Commissioners voted 4-0 for the Sheriff's Office to move forward with the policy adaptations during their Sept. 3 meeting. Commissioner Manny Ramirez left before the vote due to a previous engagement, but was present at the beginning of the meeting and voiced his approval of the proposition.
“I’m very pleased that the Sheriff’s Office has decided to go seek a third-party firm to come in and do a comprehensive review of those policies, so we can ensure best practices,” he said.
Zooming in
The sheriff's chief of staff, Jennifer Gabbert, told commissioners many of these proposals have been in the works for months or years and that the Sheriff’s Office wants the third-party consulting firm to be used as a resource for both new and existing policies and standard operating procedures.
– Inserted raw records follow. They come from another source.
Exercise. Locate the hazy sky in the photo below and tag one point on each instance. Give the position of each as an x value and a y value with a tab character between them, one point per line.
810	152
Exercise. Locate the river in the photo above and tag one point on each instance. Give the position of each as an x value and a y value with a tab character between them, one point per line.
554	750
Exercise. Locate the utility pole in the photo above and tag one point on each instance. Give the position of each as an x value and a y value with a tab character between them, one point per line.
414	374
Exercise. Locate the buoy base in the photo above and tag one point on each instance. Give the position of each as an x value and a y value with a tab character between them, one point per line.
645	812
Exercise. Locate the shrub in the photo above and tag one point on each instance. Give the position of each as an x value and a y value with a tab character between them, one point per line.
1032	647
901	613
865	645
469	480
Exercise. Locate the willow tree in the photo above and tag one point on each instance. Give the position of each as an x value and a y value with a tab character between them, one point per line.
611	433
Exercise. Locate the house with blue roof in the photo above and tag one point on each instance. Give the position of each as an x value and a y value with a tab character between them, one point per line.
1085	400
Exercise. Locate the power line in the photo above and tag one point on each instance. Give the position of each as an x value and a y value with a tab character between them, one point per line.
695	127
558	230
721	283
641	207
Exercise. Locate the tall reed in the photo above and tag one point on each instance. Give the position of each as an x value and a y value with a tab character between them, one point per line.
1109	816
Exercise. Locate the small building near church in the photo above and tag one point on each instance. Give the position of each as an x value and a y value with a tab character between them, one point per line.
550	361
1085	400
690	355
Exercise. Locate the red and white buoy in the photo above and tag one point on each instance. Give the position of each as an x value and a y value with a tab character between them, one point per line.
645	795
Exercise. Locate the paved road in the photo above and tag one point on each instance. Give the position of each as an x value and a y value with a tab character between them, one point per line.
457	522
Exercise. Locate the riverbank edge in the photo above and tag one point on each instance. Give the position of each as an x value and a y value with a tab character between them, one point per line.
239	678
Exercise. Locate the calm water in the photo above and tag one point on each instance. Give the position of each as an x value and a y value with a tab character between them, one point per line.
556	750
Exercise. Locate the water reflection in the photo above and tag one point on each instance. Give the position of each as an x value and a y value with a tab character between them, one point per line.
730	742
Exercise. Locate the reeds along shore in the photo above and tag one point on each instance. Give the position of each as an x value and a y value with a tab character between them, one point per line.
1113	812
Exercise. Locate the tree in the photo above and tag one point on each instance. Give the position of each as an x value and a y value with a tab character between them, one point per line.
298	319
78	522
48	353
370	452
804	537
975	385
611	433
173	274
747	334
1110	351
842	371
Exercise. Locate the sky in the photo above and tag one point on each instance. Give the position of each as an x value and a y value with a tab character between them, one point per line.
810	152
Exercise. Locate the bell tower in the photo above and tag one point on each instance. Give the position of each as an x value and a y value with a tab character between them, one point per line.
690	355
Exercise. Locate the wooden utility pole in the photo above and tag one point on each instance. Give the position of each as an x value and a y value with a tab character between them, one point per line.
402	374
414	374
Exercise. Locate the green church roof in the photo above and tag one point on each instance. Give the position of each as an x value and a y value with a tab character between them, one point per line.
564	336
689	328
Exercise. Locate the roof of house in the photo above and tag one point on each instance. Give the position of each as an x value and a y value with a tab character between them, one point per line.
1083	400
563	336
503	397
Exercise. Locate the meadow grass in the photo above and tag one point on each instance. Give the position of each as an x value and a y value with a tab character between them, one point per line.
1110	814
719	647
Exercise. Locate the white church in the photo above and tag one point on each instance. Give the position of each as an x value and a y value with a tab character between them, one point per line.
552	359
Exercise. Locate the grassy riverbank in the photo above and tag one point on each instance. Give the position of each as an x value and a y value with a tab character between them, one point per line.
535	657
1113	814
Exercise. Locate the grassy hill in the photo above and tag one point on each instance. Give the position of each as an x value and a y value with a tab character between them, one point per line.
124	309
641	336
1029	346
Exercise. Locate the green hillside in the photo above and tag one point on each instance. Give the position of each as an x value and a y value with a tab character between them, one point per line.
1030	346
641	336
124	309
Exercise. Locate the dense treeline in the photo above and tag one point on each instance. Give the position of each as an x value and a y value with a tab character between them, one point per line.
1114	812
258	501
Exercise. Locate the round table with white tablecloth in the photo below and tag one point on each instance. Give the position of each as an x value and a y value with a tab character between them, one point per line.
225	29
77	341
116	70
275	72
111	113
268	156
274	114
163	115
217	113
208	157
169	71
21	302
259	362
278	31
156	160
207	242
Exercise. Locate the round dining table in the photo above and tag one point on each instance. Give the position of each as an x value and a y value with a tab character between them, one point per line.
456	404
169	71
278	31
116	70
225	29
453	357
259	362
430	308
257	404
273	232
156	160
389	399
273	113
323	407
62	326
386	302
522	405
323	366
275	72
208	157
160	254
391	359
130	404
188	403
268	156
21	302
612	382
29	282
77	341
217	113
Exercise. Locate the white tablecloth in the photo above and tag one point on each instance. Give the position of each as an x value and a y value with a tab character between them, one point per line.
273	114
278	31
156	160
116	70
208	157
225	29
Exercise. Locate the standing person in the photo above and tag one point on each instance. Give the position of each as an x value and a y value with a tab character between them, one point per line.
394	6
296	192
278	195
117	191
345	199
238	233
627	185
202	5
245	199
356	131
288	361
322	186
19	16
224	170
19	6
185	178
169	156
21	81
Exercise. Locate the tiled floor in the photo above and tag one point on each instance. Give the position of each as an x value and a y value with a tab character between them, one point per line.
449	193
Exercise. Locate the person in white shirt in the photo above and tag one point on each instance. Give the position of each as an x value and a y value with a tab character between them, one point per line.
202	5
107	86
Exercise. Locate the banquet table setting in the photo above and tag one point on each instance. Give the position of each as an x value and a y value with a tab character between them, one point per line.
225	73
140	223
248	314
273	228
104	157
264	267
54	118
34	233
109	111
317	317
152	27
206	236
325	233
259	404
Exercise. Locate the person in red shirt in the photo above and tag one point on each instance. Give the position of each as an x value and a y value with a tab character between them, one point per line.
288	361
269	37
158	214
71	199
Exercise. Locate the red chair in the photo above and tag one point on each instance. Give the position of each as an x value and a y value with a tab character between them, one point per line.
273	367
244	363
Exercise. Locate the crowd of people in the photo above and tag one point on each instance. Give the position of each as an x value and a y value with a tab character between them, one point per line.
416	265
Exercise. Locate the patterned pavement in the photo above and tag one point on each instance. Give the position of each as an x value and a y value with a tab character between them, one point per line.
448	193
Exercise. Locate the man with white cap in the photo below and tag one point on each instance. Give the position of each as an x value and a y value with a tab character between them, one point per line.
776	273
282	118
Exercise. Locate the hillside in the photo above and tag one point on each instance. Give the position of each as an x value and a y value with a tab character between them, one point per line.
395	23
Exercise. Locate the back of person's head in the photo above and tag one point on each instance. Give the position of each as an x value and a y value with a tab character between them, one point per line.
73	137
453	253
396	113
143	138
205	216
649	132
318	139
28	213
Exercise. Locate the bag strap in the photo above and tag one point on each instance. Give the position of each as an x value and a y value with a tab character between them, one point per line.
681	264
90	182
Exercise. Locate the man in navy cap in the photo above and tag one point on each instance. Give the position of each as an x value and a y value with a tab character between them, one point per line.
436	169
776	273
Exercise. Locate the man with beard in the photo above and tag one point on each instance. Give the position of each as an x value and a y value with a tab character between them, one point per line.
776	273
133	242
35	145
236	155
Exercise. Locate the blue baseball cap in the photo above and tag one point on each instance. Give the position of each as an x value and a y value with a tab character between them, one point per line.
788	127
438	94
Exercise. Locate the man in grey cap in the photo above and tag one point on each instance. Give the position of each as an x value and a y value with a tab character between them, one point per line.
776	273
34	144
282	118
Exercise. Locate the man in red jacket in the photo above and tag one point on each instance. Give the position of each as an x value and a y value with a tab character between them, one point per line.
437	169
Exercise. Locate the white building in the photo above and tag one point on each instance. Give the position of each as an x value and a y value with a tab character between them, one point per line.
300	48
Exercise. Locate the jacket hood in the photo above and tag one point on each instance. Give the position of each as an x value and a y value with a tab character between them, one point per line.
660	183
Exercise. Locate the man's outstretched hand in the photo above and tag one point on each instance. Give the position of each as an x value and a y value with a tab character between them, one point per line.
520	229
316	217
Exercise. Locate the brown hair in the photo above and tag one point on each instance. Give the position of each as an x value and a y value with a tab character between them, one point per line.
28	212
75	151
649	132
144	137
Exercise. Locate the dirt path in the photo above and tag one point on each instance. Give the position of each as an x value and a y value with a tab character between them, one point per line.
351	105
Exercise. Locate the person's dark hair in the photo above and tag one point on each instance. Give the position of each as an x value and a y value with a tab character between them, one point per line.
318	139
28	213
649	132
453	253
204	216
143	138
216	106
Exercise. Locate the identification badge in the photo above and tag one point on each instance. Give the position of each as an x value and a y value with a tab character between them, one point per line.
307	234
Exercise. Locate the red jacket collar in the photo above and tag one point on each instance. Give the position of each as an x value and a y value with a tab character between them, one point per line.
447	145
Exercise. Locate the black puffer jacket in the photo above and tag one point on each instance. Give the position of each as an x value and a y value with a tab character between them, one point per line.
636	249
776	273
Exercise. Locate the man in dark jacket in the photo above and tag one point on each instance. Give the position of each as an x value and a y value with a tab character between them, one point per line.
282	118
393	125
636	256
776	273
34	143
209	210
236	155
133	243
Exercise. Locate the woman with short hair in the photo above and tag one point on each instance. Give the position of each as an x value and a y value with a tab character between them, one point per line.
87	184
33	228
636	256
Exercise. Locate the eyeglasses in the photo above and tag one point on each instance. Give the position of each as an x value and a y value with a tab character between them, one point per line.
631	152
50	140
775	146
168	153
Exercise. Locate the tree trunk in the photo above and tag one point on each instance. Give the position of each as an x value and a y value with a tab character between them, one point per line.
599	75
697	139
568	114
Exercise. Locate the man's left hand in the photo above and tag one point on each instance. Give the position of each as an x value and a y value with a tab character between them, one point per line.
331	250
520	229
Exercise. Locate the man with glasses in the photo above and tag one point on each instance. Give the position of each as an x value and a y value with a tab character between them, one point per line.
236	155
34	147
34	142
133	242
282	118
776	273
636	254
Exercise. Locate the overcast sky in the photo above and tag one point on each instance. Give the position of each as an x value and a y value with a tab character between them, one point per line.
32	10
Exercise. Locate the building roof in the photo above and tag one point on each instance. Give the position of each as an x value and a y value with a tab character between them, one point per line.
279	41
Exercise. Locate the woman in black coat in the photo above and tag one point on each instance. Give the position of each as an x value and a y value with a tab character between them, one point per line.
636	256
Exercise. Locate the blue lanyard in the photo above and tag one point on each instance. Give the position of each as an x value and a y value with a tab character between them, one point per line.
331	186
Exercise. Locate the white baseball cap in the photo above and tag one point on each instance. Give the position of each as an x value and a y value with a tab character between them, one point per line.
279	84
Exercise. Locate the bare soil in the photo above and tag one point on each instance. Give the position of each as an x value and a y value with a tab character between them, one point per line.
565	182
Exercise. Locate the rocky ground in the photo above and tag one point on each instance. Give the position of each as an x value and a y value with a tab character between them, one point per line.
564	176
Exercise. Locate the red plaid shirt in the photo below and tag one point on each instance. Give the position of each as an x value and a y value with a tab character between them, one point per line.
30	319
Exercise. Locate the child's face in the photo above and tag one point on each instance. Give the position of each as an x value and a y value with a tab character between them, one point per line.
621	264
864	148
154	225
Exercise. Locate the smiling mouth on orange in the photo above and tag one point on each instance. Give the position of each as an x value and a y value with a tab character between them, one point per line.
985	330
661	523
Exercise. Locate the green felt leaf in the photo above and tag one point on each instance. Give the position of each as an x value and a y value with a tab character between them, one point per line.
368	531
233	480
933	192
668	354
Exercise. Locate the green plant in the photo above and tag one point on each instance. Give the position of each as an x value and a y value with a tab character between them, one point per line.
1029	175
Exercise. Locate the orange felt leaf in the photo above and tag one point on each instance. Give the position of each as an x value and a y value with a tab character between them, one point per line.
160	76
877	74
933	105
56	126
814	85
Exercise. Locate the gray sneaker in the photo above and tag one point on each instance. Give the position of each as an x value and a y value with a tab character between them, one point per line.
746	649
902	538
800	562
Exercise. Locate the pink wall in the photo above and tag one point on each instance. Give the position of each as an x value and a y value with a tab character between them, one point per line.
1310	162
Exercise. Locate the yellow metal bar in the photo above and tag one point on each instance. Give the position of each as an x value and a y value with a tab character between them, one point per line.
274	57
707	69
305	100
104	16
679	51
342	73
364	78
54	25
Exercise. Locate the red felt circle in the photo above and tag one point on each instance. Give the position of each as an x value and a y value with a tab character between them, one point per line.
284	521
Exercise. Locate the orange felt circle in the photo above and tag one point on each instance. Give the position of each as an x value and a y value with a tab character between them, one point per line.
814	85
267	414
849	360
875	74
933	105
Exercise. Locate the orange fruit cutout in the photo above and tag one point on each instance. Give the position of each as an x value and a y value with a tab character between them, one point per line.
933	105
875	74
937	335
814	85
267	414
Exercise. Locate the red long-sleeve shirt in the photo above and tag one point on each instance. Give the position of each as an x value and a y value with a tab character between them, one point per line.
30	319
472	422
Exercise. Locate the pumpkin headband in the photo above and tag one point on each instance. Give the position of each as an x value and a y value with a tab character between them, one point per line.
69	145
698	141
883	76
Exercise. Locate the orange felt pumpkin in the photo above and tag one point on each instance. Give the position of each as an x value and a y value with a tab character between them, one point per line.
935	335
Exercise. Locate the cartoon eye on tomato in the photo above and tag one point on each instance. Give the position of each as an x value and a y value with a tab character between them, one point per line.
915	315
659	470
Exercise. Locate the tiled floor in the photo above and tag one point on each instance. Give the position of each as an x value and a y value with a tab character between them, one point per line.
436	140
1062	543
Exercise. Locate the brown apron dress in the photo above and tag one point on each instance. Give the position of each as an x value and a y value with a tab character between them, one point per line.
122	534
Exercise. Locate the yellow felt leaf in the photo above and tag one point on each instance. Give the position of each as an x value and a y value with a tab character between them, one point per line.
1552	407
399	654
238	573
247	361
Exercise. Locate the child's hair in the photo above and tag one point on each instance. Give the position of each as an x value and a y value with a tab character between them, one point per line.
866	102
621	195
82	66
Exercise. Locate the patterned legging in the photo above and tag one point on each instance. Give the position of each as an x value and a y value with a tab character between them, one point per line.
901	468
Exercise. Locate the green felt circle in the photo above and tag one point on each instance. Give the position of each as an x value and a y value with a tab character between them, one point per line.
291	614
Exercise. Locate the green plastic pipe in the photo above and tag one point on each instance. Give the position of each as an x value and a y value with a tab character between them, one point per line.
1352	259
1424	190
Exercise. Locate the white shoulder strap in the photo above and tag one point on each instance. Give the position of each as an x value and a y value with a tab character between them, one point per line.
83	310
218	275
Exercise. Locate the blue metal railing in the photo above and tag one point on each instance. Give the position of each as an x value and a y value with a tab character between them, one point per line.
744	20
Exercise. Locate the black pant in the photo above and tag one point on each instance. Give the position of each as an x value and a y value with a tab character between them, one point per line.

The work done on the previous proposals before the request for a third-party audit will be used as a framework so the work efforts and hours put into updating these policies aren’t wasted, Gabbert said.
"We're hoping with this new court that's interested in going out of the previous comfort zones, that some of this would come to fruition for us," she said during the meeting.
What’s next
A timeline for these initiatives was not laid out by the Commissioners Court.
"The Court voted to support the Sheriff’s Office in pursuing these long-awaited projects and we look forward to implementing them in the near future," the Sheriff's Office wrote in a statement.